Canggih, Alat 'Early Warning System' UGM Mampu Prediksi Gempa 3 Hari Sebelumnya

UGM mampu membuat alat yang dapat mendeteksi gempa, atau Early Warning System (EWS) Gempa. Seperti saat gempa di Toli-toli, alat buatan UGM ini mampu mendeteksi 3 hari sebelum gempa.

oleh Yanuar H diperbarui 03 Jun 2021, 17:00 WIB
Ilustrasi Gempa Bumi (Liputan6.com/Sangaji)

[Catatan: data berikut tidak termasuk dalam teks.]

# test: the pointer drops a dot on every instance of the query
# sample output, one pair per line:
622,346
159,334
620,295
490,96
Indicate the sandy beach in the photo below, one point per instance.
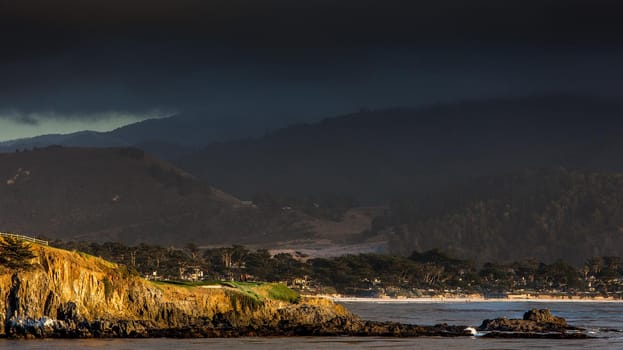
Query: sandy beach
471,299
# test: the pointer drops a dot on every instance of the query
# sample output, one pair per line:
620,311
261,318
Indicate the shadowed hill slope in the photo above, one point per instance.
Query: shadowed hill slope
121,194
542,214
377,155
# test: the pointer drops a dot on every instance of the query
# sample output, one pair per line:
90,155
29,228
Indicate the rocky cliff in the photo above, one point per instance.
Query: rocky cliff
59,293
71,294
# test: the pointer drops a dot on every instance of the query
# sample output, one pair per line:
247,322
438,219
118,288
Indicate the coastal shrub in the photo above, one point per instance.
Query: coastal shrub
281,292
241,300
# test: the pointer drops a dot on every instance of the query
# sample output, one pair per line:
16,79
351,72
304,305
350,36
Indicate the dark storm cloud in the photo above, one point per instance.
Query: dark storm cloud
79,57
312,23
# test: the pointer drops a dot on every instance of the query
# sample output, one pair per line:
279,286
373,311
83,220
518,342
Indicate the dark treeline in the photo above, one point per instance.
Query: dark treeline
546,214
430,272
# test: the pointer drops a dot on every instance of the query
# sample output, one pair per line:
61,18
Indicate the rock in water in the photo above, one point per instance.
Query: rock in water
544,316
536,323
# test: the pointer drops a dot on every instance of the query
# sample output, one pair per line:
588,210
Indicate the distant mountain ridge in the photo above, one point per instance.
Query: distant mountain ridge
168,138
379,155
546,214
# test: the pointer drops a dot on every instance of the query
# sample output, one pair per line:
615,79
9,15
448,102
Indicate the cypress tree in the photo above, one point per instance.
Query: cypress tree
15,254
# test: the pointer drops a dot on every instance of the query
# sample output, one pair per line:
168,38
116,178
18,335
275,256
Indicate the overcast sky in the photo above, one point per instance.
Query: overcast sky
70,65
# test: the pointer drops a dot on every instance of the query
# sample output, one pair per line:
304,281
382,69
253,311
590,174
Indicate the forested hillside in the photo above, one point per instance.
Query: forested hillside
546,214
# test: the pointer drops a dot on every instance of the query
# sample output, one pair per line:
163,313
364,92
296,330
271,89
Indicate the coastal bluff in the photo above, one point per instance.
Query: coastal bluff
57,293
63,294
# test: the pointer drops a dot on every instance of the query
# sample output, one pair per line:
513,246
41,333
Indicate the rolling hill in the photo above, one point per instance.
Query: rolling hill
543,214
122,194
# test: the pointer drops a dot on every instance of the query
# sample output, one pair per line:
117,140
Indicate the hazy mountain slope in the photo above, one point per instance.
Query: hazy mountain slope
122,194
545,214
167,138
378,155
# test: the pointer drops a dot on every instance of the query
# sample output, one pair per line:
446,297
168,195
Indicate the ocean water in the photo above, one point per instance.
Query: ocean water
594,316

Liputan6.com, Yogyakarta - Alat deteksi gempa yang dikembangkan oleh UGM berhasil mendeteksi gempa di Toli-toli, Sulawesi Tengah. Ketua Tim Peneliti Sistem Peringatan Dini (EWS) Gempa UGM Prof Ir Sunarno mengatakan alat deteksi gempa ini berhasil mendeteksi gempa di Toli-Toli tiga hari sebelum kejadian.

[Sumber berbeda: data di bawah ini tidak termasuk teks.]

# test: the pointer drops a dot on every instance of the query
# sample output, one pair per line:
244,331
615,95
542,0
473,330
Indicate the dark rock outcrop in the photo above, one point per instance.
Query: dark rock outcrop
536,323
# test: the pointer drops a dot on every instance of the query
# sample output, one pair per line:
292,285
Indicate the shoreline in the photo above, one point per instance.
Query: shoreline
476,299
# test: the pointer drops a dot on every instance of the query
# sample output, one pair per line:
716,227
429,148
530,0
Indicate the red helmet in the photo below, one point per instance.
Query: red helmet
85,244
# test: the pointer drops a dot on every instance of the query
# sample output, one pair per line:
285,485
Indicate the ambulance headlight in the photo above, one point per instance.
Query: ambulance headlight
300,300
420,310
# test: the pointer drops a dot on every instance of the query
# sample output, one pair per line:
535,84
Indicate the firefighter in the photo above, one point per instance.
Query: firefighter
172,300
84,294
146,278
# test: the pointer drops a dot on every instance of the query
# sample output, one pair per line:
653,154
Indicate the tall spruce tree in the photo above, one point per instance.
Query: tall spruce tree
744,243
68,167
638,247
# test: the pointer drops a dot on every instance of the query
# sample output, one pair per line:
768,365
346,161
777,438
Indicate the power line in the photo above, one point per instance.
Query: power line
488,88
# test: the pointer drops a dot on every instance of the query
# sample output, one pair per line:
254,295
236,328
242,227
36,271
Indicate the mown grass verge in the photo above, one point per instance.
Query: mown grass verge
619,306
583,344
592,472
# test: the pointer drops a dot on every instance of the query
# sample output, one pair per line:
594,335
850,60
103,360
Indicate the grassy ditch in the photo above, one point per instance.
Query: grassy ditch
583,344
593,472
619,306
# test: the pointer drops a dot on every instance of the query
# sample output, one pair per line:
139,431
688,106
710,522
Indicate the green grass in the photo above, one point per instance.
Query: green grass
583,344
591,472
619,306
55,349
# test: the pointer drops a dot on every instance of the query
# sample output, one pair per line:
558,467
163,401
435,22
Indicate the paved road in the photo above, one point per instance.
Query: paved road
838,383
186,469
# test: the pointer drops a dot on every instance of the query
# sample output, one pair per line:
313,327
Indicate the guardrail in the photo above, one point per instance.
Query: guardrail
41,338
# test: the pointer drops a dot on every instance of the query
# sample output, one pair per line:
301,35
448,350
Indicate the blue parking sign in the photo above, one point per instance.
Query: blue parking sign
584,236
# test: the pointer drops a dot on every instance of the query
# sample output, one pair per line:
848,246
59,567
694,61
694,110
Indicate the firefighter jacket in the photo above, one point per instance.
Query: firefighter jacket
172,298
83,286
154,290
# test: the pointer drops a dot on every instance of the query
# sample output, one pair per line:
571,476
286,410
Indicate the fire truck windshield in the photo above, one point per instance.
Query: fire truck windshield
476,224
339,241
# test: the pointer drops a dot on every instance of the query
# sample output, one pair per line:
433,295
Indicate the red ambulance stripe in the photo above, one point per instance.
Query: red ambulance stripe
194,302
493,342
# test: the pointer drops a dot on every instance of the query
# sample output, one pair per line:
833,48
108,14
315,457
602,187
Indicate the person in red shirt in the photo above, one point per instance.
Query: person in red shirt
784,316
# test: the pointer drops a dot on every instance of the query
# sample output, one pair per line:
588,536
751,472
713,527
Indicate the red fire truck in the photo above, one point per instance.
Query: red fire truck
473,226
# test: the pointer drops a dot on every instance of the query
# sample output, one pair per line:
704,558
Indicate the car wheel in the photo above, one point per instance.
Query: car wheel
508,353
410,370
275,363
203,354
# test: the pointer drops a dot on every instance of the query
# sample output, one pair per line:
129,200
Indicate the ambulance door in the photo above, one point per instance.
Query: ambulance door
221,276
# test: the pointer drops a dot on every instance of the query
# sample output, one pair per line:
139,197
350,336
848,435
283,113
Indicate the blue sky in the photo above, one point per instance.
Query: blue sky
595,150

Seperti diketahui berdasarkan informasi dari BMKG, pada hari Sabtu (29/5/2021) lalu pukul 08.25.14 WIB gempa tektonik dengan magnitudo 5,3 terjadi di 87 KM arah Barat Kota Toli-toli, Sulawesi Tengah pada kedalaman 27 km. Sunarno mengatakan walau sudah berhasil memprediksi gempa, tetapi alat ini akan terus dikembangkan. Bahkan, di DIY sendiri, alat ini sudah mampu memprediksi 3-7 hari sebelum kejadian gempa.

"Pengalaman selama ini kami baru dapat memprediksi 3 hari sebelum gempa dengan lokasi antara Aceh hingga NTT. Algoritma awal kami hanya mendeteksi dini 3-7 hari sebelum gempa khusus untuk DIY. Mengingat stasiun pemantau kami hanya ada di DIY," Sunarno mengatakan, Rabu (2/6/2021).

Walaupun tengah dikembangkan, menurut Sunarno, alat ini merupakan teknologi triangulasi agar dapat memprediksi posisi pusat gempa yang lebih presisi. Selama dalam proses riset dan pengembangan, alat ini mampu selalu tepat memprediksi kejadian gempa.

"Selalu cocok, sudah dipakai tesis mahasiswa saya. Bahkan, lewat internet kita bisa bantu memberi peringatan 3 hari sebelum kejadian gempa di antara Aceh hingga NTT," dia mengatakan.

Alat EWS yang tengah dikembangkan ini tersusun dari sejumlah komponen seperti detektor perubahan level air tanah dan gas radon, pengondisi sinyal, pengontrol, penyimpan data, dan sumber daya listrik. Alat ini juga memanfaatkan teknologi Internet of Thing (IoT) di dalamnya. Sunarno menjelaskan cara kerja alat yang dikembangkannya bersama tim ini berdasarkan perbedaan konsentrasi gas radon dan level air tanah yang merupakan anomali alam sebelum terjadinya gempa bumi.

"Apabila akan terjadi gempa di lempengan, akan muncul fenomena paparan gas radon alam dari tanah meningkat secara signifikan. Demikian juga permukaan air tanah naik turun secara signifikan," paparnya.

Penelitian yang sudah dilakukan sejak 2018 ini memang dikhususkan mengamati konsentrasi gas radon dan level air tanah sebelum terjadinya gempa bumi. Pengamatan yang telah dilakukan kemudian dikembangkan sehingga dirumuskan dalam suatu algoritma prediksi sistem peringatan dini gempa bumi. 

Bahkan, sistem ini terbukti telah mampu memprediksi gempa bumi yang terjadi di Barat Bengkulu Magnitudo 5,2 pada 28 Agustus 2020, Barat Daya Sumur-Banten Magnitudo 5,3 pada 26 Agustus 2020, Barat Daya Bengkulu Magnitudo 5,1 pada 29 Agustus 2020, Barat Daya Sinabang Aceh Magnitudo 5,0 pada 1 September 2020, Barat Daya Pacitan Magnitudo 5,1 pada 10 September 2020, dan gempa Tenggara Nagan Raya-Aceh Magnitudo 5,4 pada 14 September 2020.